Polish writer (1822–1899)

Edmund Franciszek Maurycy Chojecki (/pl/; Wiski, Podlasie, 15 October 1822 – 1 December 1899, Paris) was a Polish journalist, playwright, novelist, poet and translator. Originally hailing from Warsaw, from 1844 he resided in France, where he wrote under the pen name Charles Edmond.

Early on, Chojecki participated in leftist intellectual and political movements and edited Polish poet Adam Mickiewicz's political weekly magazine La Tribune des Peuples (The Peoples' Tribune). In time he entered elite Parisian learned and literary circles, became secretary to Emperor Napoleon III, and co-founded the Paris daily Le Temps, predecessor to Le Monde.

Chojecki wrote a notable Polish-language novel, Alkhadar (1854), and translated into Polish (1847) Jan Potocki's celebrated novel, The Saragossa Manuscript.

==Life==
Edmund Chojecki spent his youth in Warsaw, where his leftist political views crystallized. He was a friend of the poet Cyprian Norwid, wrote for the monthly Przegląd Warszawski (The Warsaw Review), Echo (The Echo) and the monthly Biblioteka Warszawska (The Warsaw Library, 1840–42), and was secretary of the Board of Directors of the Warsaw Theaters (Dyrekcja Warszawskich Teatrów).

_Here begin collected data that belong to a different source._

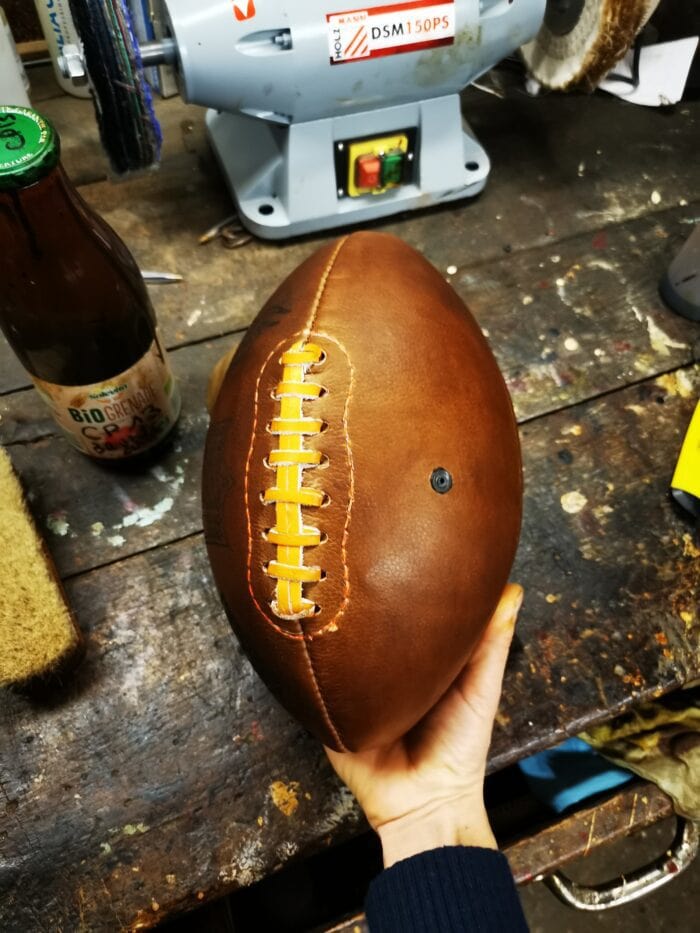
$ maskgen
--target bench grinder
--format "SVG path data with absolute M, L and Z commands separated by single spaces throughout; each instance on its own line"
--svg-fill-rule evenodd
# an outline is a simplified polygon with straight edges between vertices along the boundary
M 143 71 L 172 63 L 241 220 L 277 239 L 481 191 L 459 93 L 536 35 L 545 0 L 165 0 L 167 38 L 141 47 L 124 0 L 71 6 L 114 168 L 157 161 Z
M 83 50 L 65 50 L 64 70 L 80 80 L 87 68 L 103 144 L 124 172 L 158 159 L 144 69 L 173 64 L 183 98 L 209 108 L 241 220 L 278 239 L 480 192 L 489 159 L 460 91 L 547 17 L 556 28 L 563 13 L 571 29 L 600 4 L 164 0 L 165 38 L 139 46 L 125 0 L 71 0 Z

In 1844 Chojecki moved to France and after 1845 became active in European leftist movements. In 1846 he wrote Czechja i Czechowie (Czechia and the Czechs), a book about the history of the Czech lands. In 1848 he took part in a Slavic congress in Prague and was expelled for radicalism. In 1849 he became editor of La Tribune des Peuples (The Peoples' Tribune), a Polish-led French-language radical romantic-nationalist political weekly magazine that had been founded by the Polish poet Adam Mickiewicz. In this capacity, Chojecki came into contact with many prominent Russian and German émigrés. His La Tribune des Peuples was published in Paris between March and November 1849, with a hiatus (14 April – 31 August 1849) caused by censorship. Chojecki also wrote for the progressive Revue Indépendante (Independent Review), co-edited by George Sand, and for the socialist newspaper La Voix du Peuple (The Voice of the People). For his pains, he was expelled from France. He visited Egypt, Turkey (where he enlisted in the army during the Crimean War) and Iceland (where he went as secretary to Prince Louis Napoleon).

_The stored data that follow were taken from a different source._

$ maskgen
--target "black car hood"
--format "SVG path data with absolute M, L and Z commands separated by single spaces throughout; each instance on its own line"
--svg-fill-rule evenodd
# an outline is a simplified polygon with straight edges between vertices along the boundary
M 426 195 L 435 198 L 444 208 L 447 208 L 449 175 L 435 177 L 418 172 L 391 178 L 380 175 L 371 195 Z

Until the 1850s, e.g. in Rewolucjoniści i stronnictwo wsteczne w r. 1848 (The Revolutionaries and the Reactionaries in 1848, published in 1849), Chojecki had promoted revolutionary-democratic and utopian-socialist ideas.

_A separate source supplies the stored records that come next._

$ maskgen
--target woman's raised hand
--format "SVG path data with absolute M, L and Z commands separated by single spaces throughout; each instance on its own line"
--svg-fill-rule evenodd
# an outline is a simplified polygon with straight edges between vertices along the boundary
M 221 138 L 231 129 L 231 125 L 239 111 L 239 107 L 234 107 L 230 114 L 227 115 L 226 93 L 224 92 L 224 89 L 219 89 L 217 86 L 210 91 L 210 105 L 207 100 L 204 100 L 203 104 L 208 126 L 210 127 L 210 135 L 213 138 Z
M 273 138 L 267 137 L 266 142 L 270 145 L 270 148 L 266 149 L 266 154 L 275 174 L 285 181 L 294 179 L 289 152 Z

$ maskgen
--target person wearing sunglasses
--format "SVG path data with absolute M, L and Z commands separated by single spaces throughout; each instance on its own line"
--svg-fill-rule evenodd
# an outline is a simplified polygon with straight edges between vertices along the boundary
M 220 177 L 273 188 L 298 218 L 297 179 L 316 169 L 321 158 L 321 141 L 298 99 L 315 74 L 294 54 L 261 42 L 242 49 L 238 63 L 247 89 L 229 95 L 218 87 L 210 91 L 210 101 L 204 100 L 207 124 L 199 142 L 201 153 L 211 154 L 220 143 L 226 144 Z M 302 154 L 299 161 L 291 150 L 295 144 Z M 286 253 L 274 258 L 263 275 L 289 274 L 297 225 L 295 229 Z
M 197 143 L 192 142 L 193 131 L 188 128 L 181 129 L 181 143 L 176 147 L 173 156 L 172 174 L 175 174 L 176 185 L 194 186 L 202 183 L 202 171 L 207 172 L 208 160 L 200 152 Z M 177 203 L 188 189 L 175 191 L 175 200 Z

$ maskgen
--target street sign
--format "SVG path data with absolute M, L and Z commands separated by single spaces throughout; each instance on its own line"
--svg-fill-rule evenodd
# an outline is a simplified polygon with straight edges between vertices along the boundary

In time, he entered elite Parisian learned and literary circles. In 1856 he became secretary to Louis Napoleon, who in 1852 had become Emperor Napoleon III of France. In 1861 Chojecki co-founded the Paris daily, Le Temps, predecessor to France's most popular modern newspaper, Le Monde. He became director of the Senate Library. In later years, as a French citizen, he wrote novels and plays under the pen name "Charles Edmond" and enjoyed the friendship of the Goncourt brothers and Gustave Flaubert.

Chojecki is remembered in the history of Polish literature as the author of a fine realistic novel, Alkhadar (1854), about the vicissitudes of a romantic conspirator against the backdrop of Polish Galicia's landed gentry, which was being brought to ruin by capitalism.

Chojecki also translated into Polish many French-language works, including (in 1847) the novel The Saragossa Manuscript by the Polish polymath aristocrat Jan Potocki. After sections of Potocki's novel had been lost (other fragments having been published as separate parts in 1804 and 1813–14), the missing sections were restored by back-translation into French from Chojecki's Polish translation.